Farther down the road, Paino is talking up proposals to build a new theater at the southeast corner of the campus and a parking garage across the street on an existing surface parking lot. The existing theater, Klein Theatre, and the adjacent fine arts buildings would be renovated. Plus, the new theater space potentially would also be used by the city of Fredericksburg.
Paino is also pursuing plans to demolish and rebuild the UMW Apartments on William Street at the south end of campus. The complex houses about 350 students but would be expanded and possibly include some mixed-use development.

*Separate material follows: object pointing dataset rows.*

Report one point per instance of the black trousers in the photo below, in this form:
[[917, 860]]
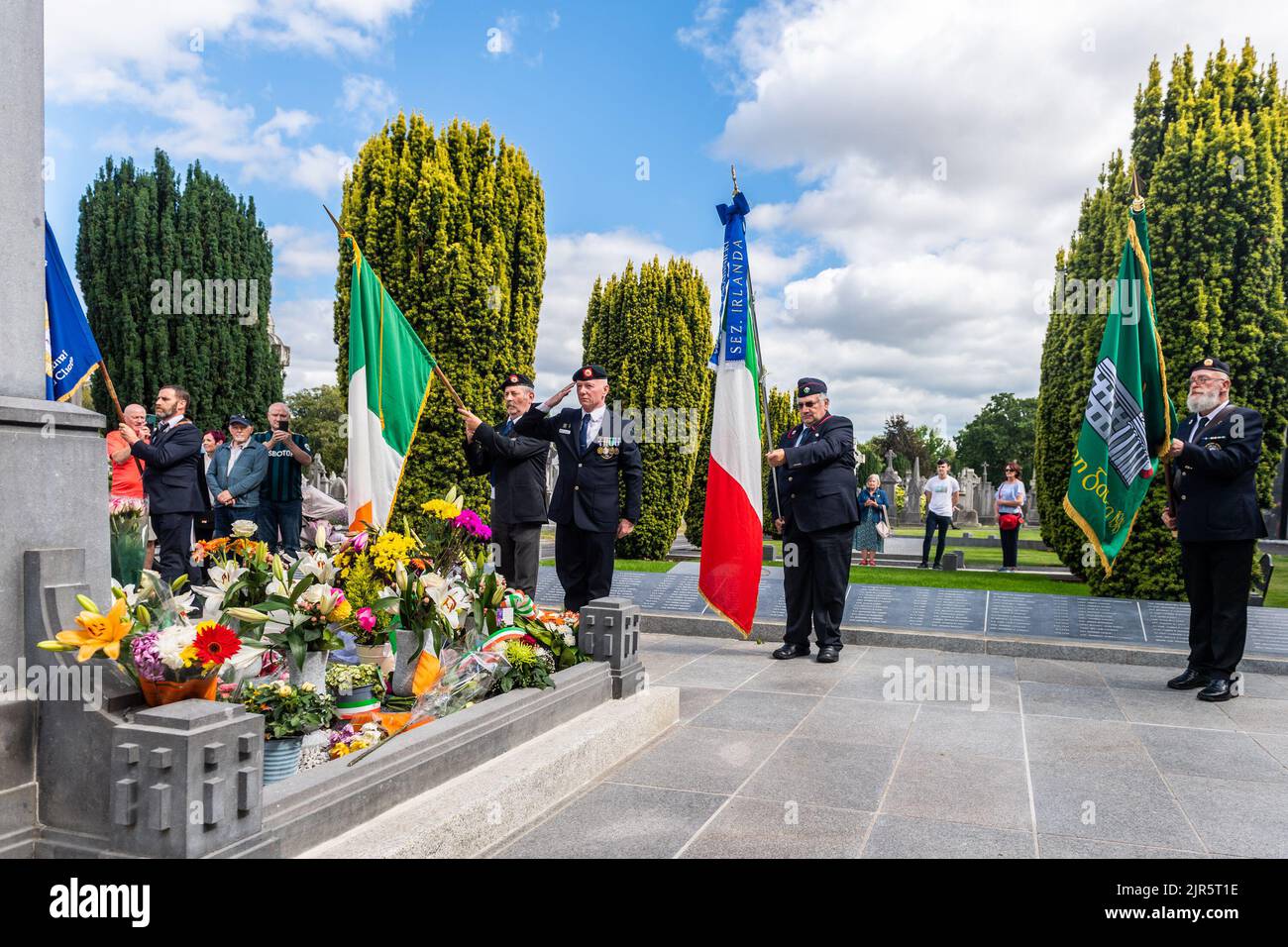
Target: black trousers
[[584, 562], [815, 581], [174, 544], [1218, 579], [1010, 547], [520, 553], [935, 522]]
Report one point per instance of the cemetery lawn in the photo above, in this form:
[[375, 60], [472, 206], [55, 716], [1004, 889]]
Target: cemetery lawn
[[1276, 595]]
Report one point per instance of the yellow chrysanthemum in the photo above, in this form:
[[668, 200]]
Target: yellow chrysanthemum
[[99, 631]]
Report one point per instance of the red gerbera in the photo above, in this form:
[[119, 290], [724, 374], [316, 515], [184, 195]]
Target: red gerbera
[[215, 643]]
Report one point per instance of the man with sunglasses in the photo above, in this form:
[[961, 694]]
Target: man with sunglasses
[[818, 496], [1214, 510]]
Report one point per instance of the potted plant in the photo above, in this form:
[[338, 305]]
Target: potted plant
[[288, 712], [355, 688]]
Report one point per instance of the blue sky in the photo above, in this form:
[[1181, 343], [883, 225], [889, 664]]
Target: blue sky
[[894, 282]]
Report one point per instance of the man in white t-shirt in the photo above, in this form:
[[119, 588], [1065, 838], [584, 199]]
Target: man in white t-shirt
[[941, 493]]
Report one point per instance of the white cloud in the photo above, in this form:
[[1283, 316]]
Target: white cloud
[[151, 58], [303, 253], [308, 328], [926, 305], [500, 38]]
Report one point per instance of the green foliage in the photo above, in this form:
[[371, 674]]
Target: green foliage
[[287, 711], [1212, 154], [454, 224], [652, 331], [137, 228], [317, 414], [1000, 433]]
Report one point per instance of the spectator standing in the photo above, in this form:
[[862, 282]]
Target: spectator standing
[[1010, 515], [281, 496], [236, 474]]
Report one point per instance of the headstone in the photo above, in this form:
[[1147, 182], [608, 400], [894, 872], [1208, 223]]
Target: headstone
[[609, 630], [969, 512]]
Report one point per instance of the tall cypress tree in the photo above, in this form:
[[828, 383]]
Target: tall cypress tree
[[140, 228], [652, 331], [1216, 151], [454, 223]]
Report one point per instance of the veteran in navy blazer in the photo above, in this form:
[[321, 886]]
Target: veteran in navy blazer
[[815, 508], [597, 460], [171, 479], [516, 468], [1214, 509]]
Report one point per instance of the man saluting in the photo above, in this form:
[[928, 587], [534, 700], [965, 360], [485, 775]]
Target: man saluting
[[593, 454], [814, 472]]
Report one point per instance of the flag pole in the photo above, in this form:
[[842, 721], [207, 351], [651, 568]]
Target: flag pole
[[438, 369], [760, 352]]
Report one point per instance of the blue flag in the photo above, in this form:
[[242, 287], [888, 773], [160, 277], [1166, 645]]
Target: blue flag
[[71, 354]]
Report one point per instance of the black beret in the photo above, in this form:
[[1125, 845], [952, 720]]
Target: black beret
[[1214, 364]]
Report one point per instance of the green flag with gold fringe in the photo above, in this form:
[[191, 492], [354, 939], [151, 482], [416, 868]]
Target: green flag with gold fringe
[[1128, 423]]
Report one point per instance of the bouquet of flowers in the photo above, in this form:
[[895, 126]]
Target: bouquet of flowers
[[125, 519], [287, 711], [240, 573], [454, 532]]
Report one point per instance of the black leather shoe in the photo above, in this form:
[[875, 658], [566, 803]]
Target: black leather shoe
[[1189, 681], [790, 651], [1218, 689]]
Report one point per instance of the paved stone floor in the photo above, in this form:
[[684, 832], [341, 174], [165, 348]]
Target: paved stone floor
[[799, 759]]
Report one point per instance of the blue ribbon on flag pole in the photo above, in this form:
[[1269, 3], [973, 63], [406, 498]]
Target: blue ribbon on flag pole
[[734, 281], [72, 355]]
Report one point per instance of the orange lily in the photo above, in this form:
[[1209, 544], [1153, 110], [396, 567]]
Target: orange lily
[[99, 631]]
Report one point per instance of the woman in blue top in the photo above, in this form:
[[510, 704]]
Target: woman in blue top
[[872, 509], [1010, 515]]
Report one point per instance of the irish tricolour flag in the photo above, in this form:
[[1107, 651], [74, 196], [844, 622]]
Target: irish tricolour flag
[[732, 531], [389, 375]]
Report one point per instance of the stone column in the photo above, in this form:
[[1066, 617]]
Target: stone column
[[53, 464]]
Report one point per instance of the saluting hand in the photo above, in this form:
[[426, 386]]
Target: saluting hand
[[555, 398]]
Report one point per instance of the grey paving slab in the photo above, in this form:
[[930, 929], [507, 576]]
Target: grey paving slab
[[824, 774], [697, 759], [1256, 714], [1219, 754], [613, 821], [1098, 744], [1171, 709], [756, 711], [1065, 847], [724, 671], [960, 788], [695, 699], [866, 723], [1235, 817], [764, 828], [1050, 672], [1137, 677], [1069, 699], [1274, 744], [897, 836], [1109, 804], [940, 728]]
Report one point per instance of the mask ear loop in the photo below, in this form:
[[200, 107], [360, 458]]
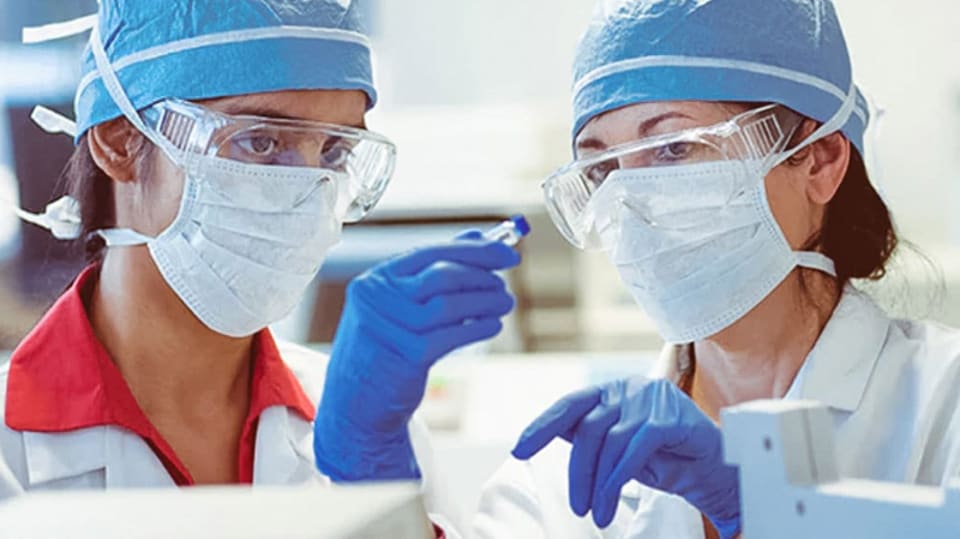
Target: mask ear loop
[[835, 124], [119, 96]]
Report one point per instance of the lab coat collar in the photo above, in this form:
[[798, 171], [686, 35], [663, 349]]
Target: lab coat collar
[[837, 370], [62, 385]]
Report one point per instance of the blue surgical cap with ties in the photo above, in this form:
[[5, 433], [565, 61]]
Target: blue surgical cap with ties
[[790, 52], [190, 49]]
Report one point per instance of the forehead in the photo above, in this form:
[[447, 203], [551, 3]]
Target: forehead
[[340, 107], [648, 119]]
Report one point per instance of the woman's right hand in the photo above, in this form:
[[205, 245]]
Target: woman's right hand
[[644, 430], [399, 319]]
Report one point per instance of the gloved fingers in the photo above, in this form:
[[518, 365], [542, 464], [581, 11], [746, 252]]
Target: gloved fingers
[[587, 441], [447, 277], [558, 421], [610, 455], [489, 255], [472, 234], [637, 456], [440, 342], [454, 309]]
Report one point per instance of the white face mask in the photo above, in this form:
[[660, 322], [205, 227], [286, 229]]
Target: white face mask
[[697, 279], [246, 242], [694, 259]]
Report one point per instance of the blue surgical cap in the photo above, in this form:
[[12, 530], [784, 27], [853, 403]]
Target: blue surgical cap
[[192, 49], [790, 52]]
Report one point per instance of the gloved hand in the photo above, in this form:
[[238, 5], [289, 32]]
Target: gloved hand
[[640, 429], [398, 320]]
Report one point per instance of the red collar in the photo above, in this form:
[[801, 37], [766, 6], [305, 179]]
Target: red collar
[[62, 379]]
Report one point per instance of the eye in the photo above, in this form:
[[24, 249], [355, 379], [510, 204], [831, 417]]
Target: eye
[[676, 151], [336, 152], [258, 145], [598, 173]]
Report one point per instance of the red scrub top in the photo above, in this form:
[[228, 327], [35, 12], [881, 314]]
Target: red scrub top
[[62, 379]]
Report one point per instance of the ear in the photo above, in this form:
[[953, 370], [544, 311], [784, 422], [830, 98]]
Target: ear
[[826, 167], [115, 147]]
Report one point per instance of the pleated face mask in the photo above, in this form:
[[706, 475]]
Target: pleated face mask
[[689, 225], [263, 202], [263, 199]]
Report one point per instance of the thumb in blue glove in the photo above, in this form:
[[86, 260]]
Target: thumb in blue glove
[[641, 429], [399, 319]]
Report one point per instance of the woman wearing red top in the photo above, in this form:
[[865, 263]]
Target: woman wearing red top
[[221, 145]]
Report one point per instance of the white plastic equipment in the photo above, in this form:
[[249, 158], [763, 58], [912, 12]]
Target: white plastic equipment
[[790, 487], [361, 512]]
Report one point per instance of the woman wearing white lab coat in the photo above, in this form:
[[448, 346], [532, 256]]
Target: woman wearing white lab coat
[[718, 160], [221, 147]]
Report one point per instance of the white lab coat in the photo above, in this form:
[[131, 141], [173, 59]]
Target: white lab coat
[[111, 457], [892, 387]]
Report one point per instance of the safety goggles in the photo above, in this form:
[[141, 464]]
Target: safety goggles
[[748, 144], [362, 159]]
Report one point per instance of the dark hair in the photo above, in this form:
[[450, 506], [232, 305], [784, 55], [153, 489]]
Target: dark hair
[[93, 189], [858, 231], [86, 182]]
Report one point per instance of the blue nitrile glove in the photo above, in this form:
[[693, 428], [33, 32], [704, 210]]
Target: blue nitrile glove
[[640, 429], [398, 320]]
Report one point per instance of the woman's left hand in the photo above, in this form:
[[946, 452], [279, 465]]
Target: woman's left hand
[[641, 429]]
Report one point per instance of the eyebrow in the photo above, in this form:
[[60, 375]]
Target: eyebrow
[[266, 111], [642, 131]]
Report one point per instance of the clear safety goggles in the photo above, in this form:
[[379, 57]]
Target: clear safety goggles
[[364, 160], [745, 148]]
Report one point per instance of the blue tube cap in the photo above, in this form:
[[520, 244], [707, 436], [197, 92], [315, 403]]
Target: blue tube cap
[[521, 224]]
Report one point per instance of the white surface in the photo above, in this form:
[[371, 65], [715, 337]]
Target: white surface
[[317, 513], [500, 396]]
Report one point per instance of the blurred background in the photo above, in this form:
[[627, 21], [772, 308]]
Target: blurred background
[[476, 96]]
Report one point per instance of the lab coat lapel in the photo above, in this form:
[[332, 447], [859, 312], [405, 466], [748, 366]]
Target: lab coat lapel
[[131, 463], [840, 365], [284, 451], [55, 456]]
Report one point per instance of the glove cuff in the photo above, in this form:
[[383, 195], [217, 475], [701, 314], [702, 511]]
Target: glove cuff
[[356, 458]]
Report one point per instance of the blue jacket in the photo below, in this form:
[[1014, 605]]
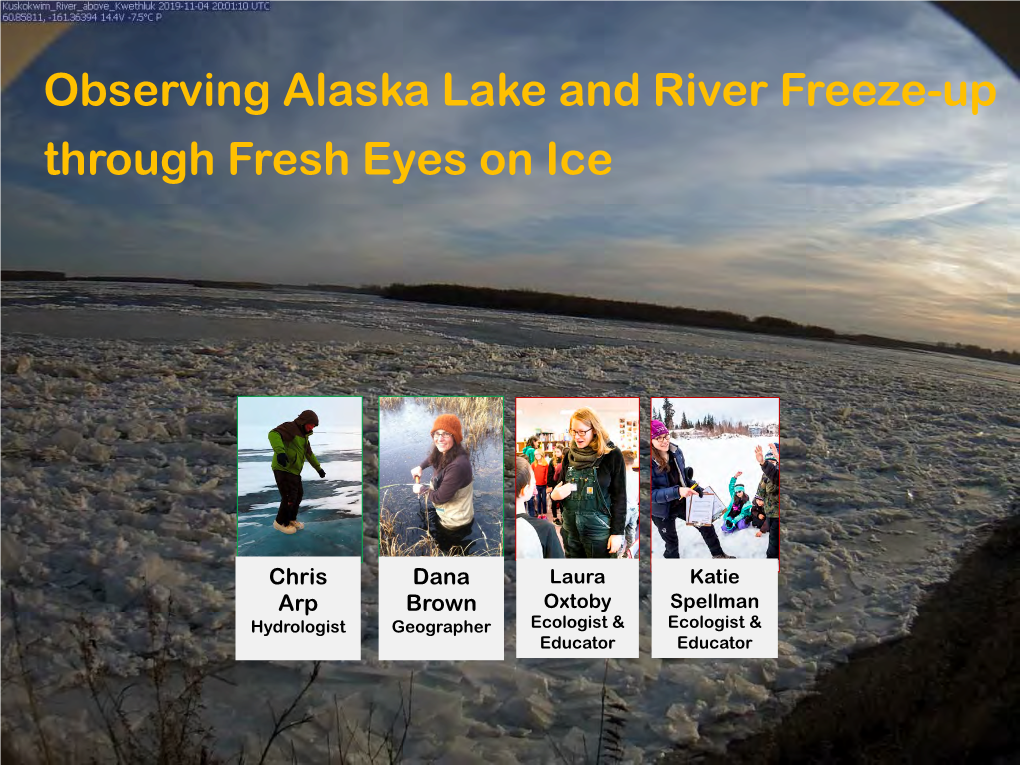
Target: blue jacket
[[664, 492]]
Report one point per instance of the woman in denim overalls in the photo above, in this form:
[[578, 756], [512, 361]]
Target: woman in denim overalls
[[593, 491]]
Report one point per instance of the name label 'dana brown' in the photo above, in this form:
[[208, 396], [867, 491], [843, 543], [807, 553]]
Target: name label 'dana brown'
[[422, 576]]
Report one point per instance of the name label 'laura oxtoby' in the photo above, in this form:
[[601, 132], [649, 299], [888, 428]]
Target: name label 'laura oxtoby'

For now most of the activity is at the other end of the campus, extending across U.S. 1 to the Eagle Village shopping center, which has residence halls and some of UMW’s administrative offices. That property is owned by the UMW Foundation. “Our vision is really to create some activity and space on this side as well,” Paino says. He wants the school to provide “21st-century living and learning.”
In five years the estimate is that UMW will see modest growth to around 5,000 students across all its programs. “The direction I’m trying to take the university is [to become] an anchor for the entire region and Fredericksburg in particular,” Paino says. “There’s a lot going on here.”